Foreıgn Trade Deneme Sınavı Sorusu #1369367

  1. Bound tariff represents the tariff ceiling that is committed.
  2. Dumping happens when a commodity is sold at a price less than its normal value at the foreign market.
  3. Subsidies are usually classified under two groups: Export subsidies and domestic subsidies.
  4. A country exposed to dumping can charge an countervailing duty from the exporter country in order to compensate its loss.
  5. A country that is exposed to an export subsidy can charge a anti-dumping duty from the exporter country in order to compensate its loss.

Which of the definitions above are correct?


I and II

IV and V

I, II and III

I, IV and V

II, III, IV and V


Yanıt Açıklaması:

Bound tariff: It represents the tariff ceiling that is committed. Once a tariff is bound, it cannot be increased over its ceiling.

Dumping: Dumping happens when a commodity is sold at a price less than its normal value at the foreign market. In other words, there is dumping when a commodity is exported with a price that is lower than its production cost.

Subsidies: Subsidies are usually classified under two groups: Export subsidies and domestic subsidies. Export subsidies are subsidies that are given to an exporting firm by the government. Domestic subsidies do not require a contingency on exportation.

Anti-dumping duty: A country exposed to dumping can charge an anti-dumping duty from the exporter country in order to compensate its loss.
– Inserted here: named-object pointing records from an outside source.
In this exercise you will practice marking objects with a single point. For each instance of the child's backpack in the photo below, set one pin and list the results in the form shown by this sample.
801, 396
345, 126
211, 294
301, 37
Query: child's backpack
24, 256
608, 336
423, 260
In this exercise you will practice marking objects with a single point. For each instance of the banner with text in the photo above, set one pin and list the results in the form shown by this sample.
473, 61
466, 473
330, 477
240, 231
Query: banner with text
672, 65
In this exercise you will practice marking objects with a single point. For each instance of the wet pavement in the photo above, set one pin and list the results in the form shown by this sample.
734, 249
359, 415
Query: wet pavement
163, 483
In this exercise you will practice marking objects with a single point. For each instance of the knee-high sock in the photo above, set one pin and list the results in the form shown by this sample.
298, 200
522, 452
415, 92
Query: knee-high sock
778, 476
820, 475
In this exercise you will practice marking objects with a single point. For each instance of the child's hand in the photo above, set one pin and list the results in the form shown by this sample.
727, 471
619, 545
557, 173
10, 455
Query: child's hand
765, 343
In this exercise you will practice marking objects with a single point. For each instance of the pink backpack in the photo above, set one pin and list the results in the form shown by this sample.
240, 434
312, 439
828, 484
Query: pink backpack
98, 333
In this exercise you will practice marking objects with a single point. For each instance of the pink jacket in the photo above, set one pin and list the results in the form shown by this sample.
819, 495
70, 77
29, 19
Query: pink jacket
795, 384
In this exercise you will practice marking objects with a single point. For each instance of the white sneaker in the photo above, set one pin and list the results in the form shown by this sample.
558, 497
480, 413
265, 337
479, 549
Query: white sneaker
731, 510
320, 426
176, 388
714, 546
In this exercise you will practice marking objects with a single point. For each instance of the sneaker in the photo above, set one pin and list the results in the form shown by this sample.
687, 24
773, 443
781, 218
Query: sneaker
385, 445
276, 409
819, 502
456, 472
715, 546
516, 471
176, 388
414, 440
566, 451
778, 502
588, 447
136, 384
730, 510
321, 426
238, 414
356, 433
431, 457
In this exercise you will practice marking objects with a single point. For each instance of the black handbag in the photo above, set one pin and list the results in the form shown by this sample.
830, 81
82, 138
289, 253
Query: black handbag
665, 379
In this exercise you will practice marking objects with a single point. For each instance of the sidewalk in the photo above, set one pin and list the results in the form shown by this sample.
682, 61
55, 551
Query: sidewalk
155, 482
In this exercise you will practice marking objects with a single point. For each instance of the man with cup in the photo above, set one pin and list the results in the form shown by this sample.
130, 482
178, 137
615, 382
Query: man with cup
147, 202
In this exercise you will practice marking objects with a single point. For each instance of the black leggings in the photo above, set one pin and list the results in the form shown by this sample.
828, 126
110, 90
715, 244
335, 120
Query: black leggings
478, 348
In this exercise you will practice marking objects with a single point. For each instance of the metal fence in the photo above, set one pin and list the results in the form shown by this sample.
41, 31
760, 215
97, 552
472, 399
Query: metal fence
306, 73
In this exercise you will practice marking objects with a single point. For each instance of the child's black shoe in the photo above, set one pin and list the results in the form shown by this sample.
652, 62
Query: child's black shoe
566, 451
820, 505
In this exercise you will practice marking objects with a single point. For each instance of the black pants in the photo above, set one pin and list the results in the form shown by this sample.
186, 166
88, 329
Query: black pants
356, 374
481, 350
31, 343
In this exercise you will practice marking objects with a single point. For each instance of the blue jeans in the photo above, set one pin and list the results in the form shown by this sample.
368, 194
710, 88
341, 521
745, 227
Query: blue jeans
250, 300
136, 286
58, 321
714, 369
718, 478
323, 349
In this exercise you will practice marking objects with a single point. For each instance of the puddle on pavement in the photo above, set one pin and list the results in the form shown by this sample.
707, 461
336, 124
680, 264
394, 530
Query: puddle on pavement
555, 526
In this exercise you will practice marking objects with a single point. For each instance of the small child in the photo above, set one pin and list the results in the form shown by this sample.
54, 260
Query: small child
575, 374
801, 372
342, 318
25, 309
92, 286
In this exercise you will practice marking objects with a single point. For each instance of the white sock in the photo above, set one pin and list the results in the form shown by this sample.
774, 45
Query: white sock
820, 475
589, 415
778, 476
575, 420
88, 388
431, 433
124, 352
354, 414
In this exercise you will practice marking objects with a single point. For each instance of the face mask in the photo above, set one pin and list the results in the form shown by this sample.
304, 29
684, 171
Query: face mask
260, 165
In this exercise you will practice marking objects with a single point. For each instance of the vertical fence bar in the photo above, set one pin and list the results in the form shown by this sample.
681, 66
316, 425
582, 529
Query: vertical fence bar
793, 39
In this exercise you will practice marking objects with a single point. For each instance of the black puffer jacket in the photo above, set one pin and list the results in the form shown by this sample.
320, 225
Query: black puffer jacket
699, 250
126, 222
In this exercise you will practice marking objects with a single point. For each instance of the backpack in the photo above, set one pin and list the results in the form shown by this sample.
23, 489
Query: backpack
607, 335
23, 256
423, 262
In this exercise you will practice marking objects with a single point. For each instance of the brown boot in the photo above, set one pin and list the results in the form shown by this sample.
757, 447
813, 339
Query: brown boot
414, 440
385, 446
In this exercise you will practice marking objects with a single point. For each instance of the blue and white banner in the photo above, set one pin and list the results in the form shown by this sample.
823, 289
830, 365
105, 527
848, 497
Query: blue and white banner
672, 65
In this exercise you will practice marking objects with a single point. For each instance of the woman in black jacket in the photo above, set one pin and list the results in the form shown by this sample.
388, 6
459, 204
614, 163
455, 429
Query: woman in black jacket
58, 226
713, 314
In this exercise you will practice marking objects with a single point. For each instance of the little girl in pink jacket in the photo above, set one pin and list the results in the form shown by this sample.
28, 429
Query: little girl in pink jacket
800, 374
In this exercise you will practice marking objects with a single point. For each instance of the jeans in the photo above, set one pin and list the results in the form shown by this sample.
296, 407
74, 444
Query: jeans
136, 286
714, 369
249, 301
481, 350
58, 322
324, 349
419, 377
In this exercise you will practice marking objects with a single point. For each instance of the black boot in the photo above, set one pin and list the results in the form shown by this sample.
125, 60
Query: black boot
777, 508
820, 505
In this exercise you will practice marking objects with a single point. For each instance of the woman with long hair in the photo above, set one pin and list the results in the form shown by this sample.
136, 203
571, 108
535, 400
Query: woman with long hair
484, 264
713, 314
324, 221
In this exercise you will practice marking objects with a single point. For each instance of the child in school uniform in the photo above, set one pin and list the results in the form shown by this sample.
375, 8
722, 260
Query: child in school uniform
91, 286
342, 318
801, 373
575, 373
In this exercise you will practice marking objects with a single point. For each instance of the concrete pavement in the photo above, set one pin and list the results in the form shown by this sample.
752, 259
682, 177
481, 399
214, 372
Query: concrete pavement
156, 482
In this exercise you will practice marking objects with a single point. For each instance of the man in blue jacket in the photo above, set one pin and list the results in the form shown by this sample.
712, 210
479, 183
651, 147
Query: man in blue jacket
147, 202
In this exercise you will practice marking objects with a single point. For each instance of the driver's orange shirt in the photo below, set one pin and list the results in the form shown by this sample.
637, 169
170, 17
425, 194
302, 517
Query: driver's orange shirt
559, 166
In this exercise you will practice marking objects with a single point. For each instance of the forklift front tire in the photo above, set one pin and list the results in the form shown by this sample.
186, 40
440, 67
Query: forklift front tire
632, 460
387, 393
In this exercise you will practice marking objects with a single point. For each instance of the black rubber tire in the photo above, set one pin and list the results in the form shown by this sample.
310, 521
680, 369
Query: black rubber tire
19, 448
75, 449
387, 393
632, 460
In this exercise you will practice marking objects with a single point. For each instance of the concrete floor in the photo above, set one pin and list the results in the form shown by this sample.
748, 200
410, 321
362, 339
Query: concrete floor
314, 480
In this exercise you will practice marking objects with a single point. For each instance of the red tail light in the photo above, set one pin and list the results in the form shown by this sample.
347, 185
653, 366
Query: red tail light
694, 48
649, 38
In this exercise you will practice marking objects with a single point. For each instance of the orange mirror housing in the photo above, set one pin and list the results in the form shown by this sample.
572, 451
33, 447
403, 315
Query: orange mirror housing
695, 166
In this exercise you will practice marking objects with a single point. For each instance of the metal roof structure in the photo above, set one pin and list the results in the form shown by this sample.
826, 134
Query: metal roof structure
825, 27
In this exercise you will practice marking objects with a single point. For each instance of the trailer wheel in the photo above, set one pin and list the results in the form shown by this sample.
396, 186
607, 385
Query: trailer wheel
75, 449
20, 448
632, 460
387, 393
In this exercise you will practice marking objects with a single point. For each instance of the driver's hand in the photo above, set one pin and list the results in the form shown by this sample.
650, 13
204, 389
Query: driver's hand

Countervailing duty: A country that is exposed to an export subsidy can charge a countervailing duty from the exporter country in order to compensate its loss.

As also understood from the information given, the definitions in the options I, II and III are correct, so the correct answer is C. The definitions in the options IV and V are not correct because of the fact that a country exposed to dumping can charge an anti-dumping duty from the exporter country in order to compensate its loss and a country that is exposed to an export subsidy can charge a countervailing duty from the exporter country in order to compensate its loss.